Pray for Archbishop Mennini that he will long continue to give us the blood transfusion we so desperately need.


  1. great comment!i couldn't agree more.its about time we became catholic again=bring back the latin mass,bring back the altar rails for holy communion on the tongue,bring back good strong sermons by the priest imploring the people to frequent confession making sure one is in a state of grace before receiving holy communion!!good strong latin liturgical practice as well.just a start-need I go on on?god bless you.philip Johnson.

  2. Well said and yes we have become copy Anglicans when that model already exits? Confusing.

  3. I am deeply grateful for this. It can and should be used as a gentle reminder to our local parish priest. Some will probably scorn it but I'm certain it will cause some soul-searching among some pastors.

    Thanks much again. I'll send this off to a few parishes in the hopes that it will do some good.

  4. And how many heretical clergy and laity are only too eager to give the Holy Church the Coup de Grace? They will fail, of course, but they have and will continue to inflict damage with their poison. May St. Michael pray for and defend the Holy Catholic Church. +JMJ+

  5. Thank you Philip and thank you Aged P, Clinton & Anon.

  6. The Catholic Church was a place [a hospital indeed] for the solace of sinners, where one could work out one's problem in th silence of The [old] Mass. Alas, no longer, with reprobates abandoned in favour of the self-satisfied. "Welcomers" arghhh!

  7. I think most traditionally-minded Catholics are content to leave their local parishes to the superannuated middle-class liberals who call the shots and go elsewhere. My nearest Mass is three-and-a-half miles away, which necessitates getting the car out, and having done that I might as well go the extra distance to avoid Rambling Syd Rumpo and his guitar (believe it or not, his choice of 'Introit' for Advent I was the primary school Easter song "This is the day that the Lord has made", which in case you haven't heard it, bears no resemblance whatsoever to the Gradual "Haec Dies").

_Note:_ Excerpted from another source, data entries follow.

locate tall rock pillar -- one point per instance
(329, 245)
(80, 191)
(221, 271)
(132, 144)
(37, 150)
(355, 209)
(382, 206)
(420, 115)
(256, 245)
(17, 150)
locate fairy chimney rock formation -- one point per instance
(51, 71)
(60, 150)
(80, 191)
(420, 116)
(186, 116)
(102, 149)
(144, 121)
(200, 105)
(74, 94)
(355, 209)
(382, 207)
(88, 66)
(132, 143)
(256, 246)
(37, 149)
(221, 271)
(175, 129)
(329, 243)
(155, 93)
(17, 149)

  8. I would add one more item to your list and that is to abolish Saturday for Sunday masses.Why do priests persist with this practice? Can anyone explain why? I know that the novus ordo mass has protestantised the church but they ( the anglicans) at least keep Sunday as it should be. We need to pray for Archbishop Menni and all those who are involved in the struggle to restore the traditional mass.

  9. The Saturday evening thing originated in Italy (including the diocese of Rome) in the 1960s so that families could have a day out on Sunday without suffering the inconvenience of having to hear Mass.

  10. Rod and John - I agree regarding Saturday Masses. However, we do attend a vigil Mass once a month as the priest, on the following Sunday, has so many directions to be pulled in, in order to say the OF Mass.
    Given the choice of an EF Saturday Mass or no Mass at all on a Sunday, we elect for the former.

  11. Sixupman - 'welcomers' are definitely for room 101.